Que faire si le refus persiste ?

Ne transformez pas chaque échange en discussion médicale. Laissez du temps, puis revenez sur un objectif concret : améliorer le sommeil, vérifier une ordonnance, éviter les erreurs de traitement ou faciliter le quotidien.

En parallèle, notez discrètement les incidents importants afin d’en suivre l’évolution, notamment sur les tâches quotidiennes. Vous pouvez aussi demander conseil au médecin traitant ou à une association d’aidants.

Certaines situations justifient toutefois de ne pas attendre. Une confusion ou une perte de mémoire apparue brutalement, surtout si elle s’accompagne d’un mal de tête inhabituel, d’une faiblesse d’un membre, d’une paralysie du visage, de troubles de la parole ou de convulsions, nécessite d’appeler le 15 ou le 112. Une confusion aiguë chez une personne âgée peut notamment être provoquée par une infection, une déshydratation ou un effet médicamenteux.

Termes associés

Troubles cognitifs ; plainte mnésique ; pertes de mémoire ; difficultés d’attention ; baisse de concentration ; vieillissement ; médecin traitant ; bilan cognitif ; bilan neuropsychologique ; consultation mémoire ; neurologue ; gériatre ; neuropsychologue ; anosognosie ; désorientation temporelle ; fonctions exécutives ; perte d’autonomie ; aidant familial ; repérage précoce ; maladie d’Alzheimer ; médicaments et mémoire.
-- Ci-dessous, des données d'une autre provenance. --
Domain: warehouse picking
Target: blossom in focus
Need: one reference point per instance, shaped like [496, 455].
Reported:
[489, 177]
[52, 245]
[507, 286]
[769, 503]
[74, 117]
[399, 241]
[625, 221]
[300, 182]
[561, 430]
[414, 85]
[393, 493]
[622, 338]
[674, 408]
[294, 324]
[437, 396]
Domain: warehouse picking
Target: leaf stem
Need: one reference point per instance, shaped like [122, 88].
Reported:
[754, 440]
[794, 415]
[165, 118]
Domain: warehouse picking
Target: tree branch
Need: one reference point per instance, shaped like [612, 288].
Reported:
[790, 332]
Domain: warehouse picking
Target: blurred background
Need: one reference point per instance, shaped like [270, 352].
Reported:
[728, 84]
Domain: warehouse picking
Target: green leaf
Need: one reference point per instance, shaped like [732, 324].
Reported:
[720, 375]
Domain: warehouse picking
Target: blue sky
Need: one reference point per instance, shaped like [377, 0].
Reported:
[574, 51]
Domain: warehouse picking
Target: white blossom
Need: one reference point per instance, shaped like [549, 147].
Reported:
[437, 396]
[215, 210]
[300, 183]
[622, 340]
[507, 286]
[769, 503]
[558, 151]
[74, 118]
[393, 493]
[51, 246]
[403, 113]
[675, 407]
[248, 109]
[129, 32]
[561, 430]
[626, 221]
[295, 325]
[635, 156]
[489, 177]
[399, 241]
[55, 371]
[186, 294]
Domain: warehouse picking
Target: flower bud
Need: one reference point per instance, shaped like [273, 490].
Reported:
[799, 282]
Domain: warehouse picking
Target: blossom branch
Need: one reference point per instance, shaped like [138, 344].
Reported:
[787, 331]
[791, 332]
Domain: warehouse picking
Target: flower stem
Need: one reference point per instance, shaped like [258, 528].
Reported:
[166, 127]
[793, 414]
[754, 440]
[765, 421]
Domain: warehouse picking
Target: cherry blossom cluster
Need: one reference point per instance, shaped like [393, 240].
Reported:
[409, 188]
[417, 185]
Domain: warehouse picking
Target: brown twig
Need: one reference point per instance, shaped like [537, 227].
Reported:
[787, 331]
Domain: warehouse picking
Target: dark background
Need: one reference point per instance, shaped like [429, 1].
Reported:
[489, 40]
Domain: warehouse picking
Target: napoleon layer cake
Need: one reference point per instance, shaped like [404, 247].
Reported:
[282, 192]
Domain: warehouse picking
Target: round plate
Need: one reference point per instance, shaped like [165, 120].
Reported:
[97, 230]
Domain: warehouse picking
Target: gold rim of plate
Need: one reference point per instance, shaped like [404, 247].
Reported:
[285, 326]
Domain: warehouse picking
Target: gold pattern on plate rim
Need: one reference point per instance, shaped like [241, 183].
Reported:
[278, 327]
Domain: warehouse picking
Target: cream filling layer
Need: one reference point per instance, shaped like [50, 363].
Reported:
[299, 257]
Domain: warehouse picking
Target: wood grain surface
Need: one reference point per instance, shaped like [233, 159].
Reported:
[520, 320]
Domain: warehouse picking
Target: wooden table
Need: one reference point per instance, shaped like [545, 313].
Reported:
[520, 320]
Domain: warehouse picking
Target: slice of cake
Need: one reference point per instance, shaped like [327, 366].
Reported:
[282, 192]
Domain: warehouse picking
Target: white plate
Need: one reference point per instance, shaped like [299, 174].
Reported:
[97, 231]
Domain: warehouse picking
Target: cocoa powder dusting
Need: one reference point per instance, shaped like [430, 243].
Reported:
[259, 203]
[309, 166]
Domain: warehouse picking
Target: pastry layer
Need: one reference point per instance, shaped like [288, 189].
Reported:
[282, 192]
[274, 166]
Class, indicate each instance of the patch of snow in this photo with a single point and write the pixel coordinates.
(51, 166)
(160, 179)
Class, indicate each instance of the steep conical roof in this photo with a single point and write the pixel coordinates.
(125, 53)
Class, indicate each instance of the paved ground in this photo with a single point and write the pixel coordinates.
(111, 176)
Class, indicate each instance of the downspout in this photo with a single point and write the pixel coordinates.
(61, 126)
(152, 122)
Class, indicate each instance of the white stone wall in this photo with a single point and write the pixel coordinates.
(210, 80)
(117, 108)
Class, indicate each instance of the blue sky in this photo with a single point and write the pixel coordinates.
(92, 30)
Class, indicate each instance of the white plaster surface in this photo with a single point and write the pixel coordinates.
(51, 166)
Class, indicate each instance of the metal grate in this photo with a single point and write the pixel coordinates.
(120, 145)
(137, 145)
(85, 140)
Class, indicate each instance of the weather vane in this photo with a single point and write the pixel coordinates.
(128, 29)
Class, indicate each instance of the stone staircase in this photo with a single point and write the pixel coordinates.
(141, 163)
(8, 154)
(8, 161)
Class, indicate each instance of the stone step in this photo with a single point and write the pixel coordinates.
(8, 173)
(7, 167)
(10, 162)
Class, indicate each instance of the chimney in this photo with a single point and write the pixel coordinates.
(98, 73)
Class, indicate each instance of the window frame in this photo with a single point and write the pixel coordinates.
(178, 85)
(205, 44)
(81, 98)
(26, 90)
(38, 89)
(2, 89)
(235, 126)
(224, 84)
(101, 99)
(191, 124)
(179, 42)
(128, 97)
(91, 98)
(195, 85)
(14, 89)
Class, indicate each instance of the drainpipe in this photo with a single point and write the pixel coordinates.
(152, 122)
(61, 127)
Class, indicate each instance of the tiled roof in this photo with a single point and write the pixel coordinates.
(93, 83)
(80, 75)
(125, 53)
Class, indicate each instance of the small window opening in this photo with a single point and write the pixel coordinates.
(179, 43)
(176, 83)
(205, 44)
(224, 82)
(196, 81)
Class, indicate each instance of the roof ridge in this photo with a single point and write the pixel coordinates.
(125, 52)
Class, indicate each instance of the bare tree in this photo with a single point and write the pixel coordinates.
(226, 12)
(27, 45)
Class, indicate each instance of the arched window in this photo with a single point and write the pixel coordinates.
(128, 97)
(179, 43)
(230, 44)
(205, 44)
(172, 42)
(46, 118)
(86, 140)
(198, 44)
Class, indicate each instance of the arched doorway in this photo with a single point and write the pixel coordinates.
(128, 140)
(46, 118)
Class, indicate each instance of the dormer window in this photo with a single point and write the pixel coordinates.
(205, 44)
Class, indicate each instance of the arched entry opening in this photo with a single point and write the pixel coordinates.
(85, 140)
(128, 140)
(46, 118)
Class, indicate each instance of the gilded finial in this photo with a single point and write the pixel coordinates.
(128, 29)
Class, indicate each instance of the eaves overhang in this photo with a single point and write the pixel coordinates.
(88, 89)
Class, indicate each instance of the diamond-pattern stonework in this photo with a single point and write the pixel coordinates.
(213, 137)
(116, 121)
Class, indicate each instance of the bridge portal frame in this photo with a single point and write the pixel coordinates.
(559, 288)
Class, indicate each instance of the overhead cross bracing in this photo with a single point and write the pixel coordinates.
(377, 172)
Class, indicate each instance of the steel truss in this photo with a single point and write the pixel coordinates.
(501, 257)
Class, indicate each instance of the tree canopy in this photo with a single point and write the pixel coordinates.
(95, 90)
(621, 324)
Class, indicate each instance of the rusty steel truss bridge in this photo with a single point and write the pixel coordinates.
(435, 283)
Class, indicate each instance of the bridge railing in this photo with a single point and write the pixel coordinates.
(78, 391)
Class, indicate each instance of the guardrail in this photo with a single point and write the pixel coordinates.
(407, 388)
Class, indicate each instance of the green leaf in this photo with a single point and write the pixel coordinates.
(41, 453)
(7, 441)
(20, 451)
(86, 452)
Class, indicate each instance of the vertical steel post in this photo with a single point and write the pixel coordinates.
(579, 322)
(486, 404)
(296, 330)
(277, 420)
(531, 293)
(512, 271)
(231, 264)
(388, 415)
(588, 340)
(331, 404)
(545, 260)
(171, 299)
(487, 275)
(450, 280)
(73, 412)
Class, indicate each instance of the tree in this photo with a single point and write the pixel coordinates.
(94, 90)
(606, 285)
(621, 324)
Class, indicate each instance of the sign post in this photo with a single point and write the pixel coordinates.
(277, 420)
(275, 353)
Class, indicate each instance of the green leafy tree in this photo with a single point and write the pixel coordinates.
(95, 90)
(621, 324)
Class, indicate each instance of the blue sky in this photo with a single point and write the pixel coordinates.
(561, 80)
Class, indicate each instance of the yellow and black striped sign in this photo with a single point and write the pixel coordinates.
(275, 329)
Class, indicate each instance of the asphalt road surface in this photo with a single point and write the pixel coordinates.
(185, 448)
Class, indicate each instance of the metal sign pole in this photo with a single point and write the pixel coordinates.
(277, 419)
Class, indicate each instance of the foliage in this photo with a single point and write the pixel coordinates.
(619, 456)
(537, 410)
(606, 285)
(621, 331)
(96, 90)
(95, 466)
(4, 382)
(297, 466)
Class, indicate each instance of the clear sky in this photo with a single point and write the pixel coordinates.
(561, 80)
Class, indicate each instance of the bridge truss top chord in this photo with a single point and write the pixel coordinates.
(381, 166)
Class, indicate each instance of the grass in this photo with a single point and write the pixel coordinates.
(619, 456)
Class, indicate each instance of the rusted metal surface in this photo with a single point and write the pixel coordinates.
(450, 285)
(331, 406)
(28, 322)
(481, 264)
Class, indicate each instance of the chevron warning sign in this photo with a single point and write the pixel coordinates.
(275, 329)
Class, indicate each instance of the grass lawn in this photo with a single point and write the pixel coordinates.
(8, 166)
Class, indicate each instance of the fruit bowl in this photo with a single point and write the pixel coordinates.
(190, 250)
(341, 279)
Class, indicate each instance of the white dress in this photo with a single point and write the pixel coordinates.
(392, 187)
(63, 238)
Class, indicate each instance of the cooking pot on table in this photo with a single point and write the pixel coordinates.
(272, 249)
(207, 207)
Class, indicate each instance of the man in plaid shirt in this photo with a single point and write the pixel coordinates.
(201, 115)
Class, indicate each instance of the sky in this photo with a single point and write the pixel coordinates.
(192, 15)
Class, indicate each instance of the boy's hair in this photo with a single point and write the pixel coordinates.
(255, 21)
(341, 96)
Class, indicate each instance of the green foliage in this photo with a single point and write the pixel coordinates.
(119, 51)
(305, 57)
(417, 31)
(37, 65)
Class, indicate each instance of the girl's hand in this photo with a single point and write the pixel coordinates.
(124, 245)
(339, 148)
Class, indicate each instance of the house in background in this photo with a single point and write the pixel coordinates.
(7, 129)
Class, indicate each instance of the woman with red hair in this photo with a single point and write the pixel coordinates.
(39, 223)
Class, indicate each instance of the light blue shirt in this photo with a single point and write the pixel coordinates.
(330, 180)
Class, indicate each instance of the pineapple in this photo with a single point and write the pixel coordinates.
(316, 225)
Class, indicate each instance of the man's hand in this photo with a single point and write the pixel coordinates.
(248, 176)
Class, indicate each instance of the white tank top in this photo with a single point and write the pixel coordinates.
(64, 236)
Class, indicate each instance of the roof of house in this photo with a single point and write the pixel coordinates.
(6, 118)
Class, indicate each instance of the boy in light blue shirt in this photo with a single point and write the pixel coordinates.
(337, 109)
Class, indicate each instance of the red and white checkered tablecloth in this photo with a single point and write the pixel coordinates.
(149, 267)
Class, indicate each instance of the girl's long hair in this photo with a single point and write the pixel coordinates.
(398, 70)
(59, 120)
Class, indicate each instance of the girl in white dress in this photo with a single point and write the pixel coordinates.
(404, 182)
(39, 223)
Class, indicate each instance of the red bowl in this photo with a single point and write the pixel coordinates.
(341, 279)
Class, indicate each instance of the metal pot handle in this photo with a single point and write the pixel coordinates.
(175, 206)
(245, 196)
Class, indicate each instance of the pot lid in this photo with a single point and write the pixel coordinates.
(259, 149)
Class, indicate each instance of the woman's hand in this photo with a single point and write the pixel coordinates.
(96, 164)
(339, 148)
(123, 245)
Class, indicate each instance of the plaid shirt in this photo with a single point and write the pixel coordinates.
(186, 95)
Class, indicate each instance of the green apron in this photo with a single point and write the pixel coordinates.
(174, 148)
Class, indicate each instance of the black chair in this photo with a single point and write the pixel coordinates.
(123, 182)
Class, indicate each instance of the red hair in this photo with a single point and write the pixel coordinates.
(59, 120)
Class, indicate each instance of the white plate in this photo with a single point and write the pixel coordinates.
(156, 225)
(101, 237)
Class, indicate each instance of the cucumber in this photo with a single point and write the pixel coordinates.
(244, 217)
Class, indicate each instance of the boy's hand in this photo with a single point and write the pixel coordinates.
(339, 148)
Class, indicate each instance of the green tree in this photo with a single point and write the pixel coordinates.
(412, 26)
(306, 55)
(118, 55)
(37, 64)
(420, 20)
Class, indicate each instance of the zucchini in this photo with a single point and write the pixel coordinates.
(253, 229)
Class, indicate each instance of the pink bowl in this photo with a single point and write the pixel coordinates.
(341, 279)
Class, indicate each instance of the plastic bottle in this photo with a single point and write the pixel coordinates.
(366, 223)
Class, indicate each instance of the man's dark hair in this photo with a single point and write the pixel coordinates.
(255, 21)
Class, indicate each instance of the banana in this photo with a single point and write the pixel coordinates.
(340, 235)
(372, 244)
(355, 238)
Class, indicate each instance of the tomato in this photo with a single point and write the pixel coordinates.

Ressources françaises utiles

Questions fréquentes

Faut-il parler directement de la maladie d’Alzheimer ?

Pas nécessairement. Évoquer immédiatement cette maladie peut renforcer la peur et le refus. Il est généralement plus constructif de proposer un bilan destiné à rechercher différentes causes possibles, sans annoncer à l’avance un diagnostic.

Peut-on prendre rendez-vous à la place de son parent ?

Vous pouvez l’aider à organiser la consultation, mais il est préférable d’obtenir son accord. Le respect de son autonomie favorise aussi une meilleure coopération pendant le bilan.

Le médecin traitant peut-il réaliser les premiers tests ?

Oui. Il peut effectuer une première évaluation, examiner l’état général, rechercher une cause médicale et décider si une orientation vers un spécialiste est nécessaire.

Quelle différence existe-t-il entre un bilan mémoire et une consultation mémoire ?

Le premier bilan peut être commencé par le médecin généraliste. La consultation mémoire est une structure spécialisée, souvent hospitalière, réunissant selon les situations un médecin spécialiste, un neuropsychologue et d’autres professionnels.

Comment réagir lorsqu’un parent dit que ses oublis sont normaux à son âge ?

Reconnaissez qu’un oubli occasionnel peut effectivement arriver à tout le monde. Expliquez ensuite que ce sont surtout la fréquence, l’aggravation et les conséquences sur le quotidien qui méritent d’être vérifiées.

Peut-on contacter son médecin sans la présence du parent ?

Il est possible de transmettre au cabinet des observations factuelles. En revanche, le médecin reste tenu par le secret médical et ne pourra pas nécessairement vous communiquer des informations en retour sans l’accord du patient.

Quand faut-il agir en urgence ?

Appelez le 15 ou le 112 lorsqu’une confusion ou une amnésie apparaît soudainement, notamment en présence de troubles de la parole, d’une paralysie faciale, d’une perte de force, de convulsions ou d’un mal de tête brutal.


Cet article fournit des informations générales destinées aux aidants et ne remplace pas un avis médical personnalisé.